I know that if I load dplyr as Depends in DESCRIPTION file I can use the symbol whit no further specification, but I would like to work it around keeping dplyr as Imports


Solution

  • Using Imports alone does not specify which functions should be imported. Since you're using roxygen (according to the guide), you should add #' @importFrom dplyr %>% somewhere in your code (then run devtools::document() appropriately). (%>% is actually defined in the magrittr package, but it is imported and re-exported from dplyr ...) You'll need to do this for all dplyr functions that you use, unless you preface them with dplyr:: (e.g. dplyr::filter()). (In contrast to most functions, dplyr::%>% doesn't work, which is the reason you must explicitly use importFrom ...)

    @Limey points out in comments that running usethis::use_pipe() will automatically add this information to your package.

    This confusion is specifically addressed in this section of Wickham's R Packages book; see also here (it's a little surprising that the blog author didn't mention this ...)

    If you want to go old-school, add importFrom(dplyr, %>%) in your NAMESPACE file instead of adding roxygen @importFrom specifications.

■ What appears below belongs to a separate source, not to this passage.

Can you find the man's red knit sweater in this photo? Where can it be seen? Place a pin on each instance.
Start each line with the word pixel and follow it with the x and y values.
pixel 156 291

    If you want to import all of the dplyr functions, you can follow Wickham's advice here (including why not to do it this way):

    Sometimes you make such heavy use of so many functions from another package that you want to import its entire namespace. This should be relatively rare. ... [specifies using #' @import pkgname ...] This is the least recommended solution because it can make your code harder to read (you can’t tell where a function is coming from), and if you @import many packages, it increases the chance of function name conflicts. Save this for very special situations.